There are days when I wonder how people who didn’t go to law school survive in this society.

And I also worry about what happens if I’m too sick to take care of all those details.

There are so many rules to prevent “fraud” and yet the actual fraud that happens in social services is usually someone who figures out how to milk the system as a provider.

The system doesn’t seem to stop them until they’ve made millions, partly because these systems are made for people who know how to make it look like everything is fine.

But the people who need things rarely live the kind of lives where everything is in perfect order. If you’re just barely making ends meet, there isn’t a lot of room for fixing problems that don’t look serious at the time.

And now I read that they want to cut Medicaid and even add work requirements to it. Anything to make it harder for people to get what they need.

But it’s not even the new abuses being introduced into the system – the possibility that someone can be arrested and even shipped out of the country without any kind of due process or that benefits long earned may be denied – that brought on this rant.

The problems I’m talking about have been there for awhile and while they’ll surely get worse under the Stupid Coup, it’s not like it was easy before.

The richest country in the world has always done a lousy job of taking care of its people. It’s starting to feel like everybody needs a lawyer on call just to survive.

Have you seen what lawyers charge these days?

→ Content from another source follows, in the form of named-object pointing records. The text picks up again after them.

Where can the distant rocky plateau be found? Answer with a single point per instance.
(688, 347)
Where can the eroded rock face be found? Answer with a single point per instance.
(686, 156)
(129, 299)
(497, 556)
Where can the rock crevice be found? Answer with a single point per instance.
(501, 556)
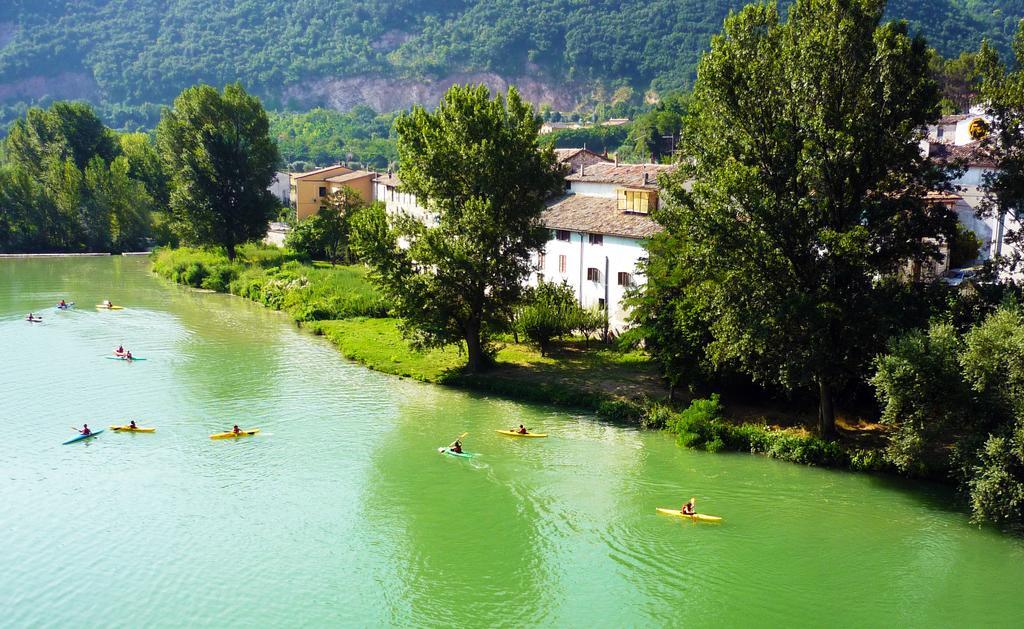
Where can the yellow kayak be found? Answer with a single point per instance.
(227, 435)
(514, 433)
(697, 517)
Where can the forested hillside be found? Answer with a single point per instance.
(123, 54)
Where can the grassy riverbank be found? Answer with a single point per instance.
(339, 303)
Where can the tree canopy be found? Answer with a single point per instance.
(69, 183)
(217, 151)
(474, 162)
(807, 186)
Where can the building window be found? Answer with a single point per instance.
(637, 201)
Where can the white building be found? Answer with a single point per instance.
(953, 139)
(598, 232)
(597, 228)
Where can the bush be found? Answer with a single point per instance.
(275, 279)
(551, 311)
(702, 426)
(996, 485)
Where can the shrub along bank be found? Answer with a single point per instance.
(338, 303)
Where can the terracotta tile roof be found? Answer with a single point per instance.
(318, 171)
(389, 179)
(623, 174)
(348, 176)
(941, 196)
(968, 155)
(597, 215)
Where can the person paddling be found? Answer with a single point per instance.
(688, 508)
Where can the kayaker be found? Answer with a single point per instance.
(688, 508)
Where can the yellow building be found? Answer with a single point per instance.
(309, 190)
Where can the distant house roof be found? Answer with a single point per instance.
(597, 215)
(349, 176)
(564, 155)
(389, 179)
(968, 155)
(633, 175)
(318, 171)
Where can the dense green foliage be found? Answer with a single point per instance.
(69, 183)
(217, 151)
(359, 137)
(278, 279)
(702, 425)
(799, 201)
(550, 311)
(127, 54)
(955, 404)
(476, 163)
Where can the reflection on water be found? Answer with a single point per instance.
(342, 511)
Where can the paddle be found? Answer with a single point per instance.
(458, 438)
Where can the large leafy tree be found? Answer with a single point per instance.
(217, 151)
(1003, 89)
(807, 186)
(476, 164)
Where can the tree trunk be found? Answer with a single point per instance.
(474, 348)
(826, 414)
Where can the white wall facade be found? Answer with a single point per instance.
(613, 255)
(402, 203)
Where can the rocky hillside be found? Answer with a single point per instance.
(126, 53)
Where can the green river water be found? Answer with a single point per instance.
(342, 511)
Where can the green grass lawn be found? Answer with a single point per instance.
(573, 374)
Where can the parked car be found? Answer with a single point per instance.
(955, 277)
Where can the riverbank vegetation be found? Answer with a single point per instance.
(68, 183)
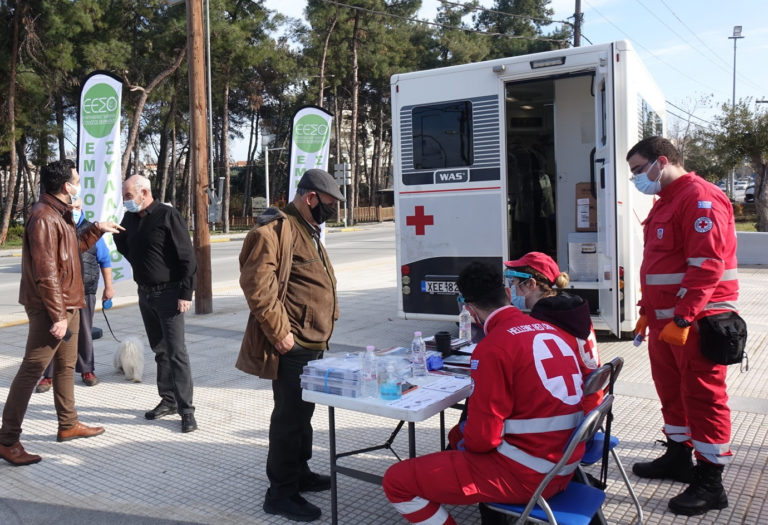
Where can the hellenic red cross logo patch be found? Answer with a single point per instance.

4 thoughts on “Bad Systems

  1. I’m much the same; I think I’m guilty by nature–not guilty of doing anything, per se, but ready to feel guilty regardless of whether I’ve done anything. I’m always sure that if anything is missing or out of kilter I will be punished–anything from “sent to the back of the line” to turned away. I would never make it as a criminal–because I’d be too certain they’d catch me and I’d be a nervous wreck. As slapdash as I am in many areas of my life, my damned paperwork is always impeccable.

    In the past, once or twice, when things went awry, I was able to find assistance (including being hand-walked through TSA by a sympathetic agent to whom I was able to show everything -but- an ID). But I can’t rely on that, and I think the Powers That Are are trying to remove every iota of sympathy and assistance from the machines of government. Which means, I guess, that we have to be ready to assist each other.

    1. Yeah. I have too much imagination to ever be chill in such circumstances. I would make a terrible spy. I’m meant for the straightforward fight, which of course is just as dangerous but doesn’t involve me trying to pretend I’m not doing whatever it is I’m doing.

  2. I used to be amazing at all these things, but when chronic illness dominates, capacity to handle things diminishes. The world is so much scarier now than it was 20 years ago, and this is one of the reasons.

    1. I don’t have a chronic illness and I have a law degree and all of this still stresses me a great deal. I remain terrified of being in a hospital without someone there to advocate for me. Taking care of all the details is so much harder if you’re ill.
      I don’t think we’re preventing any significant amounts of fraud by making people jump through so many hoops to get the care they need.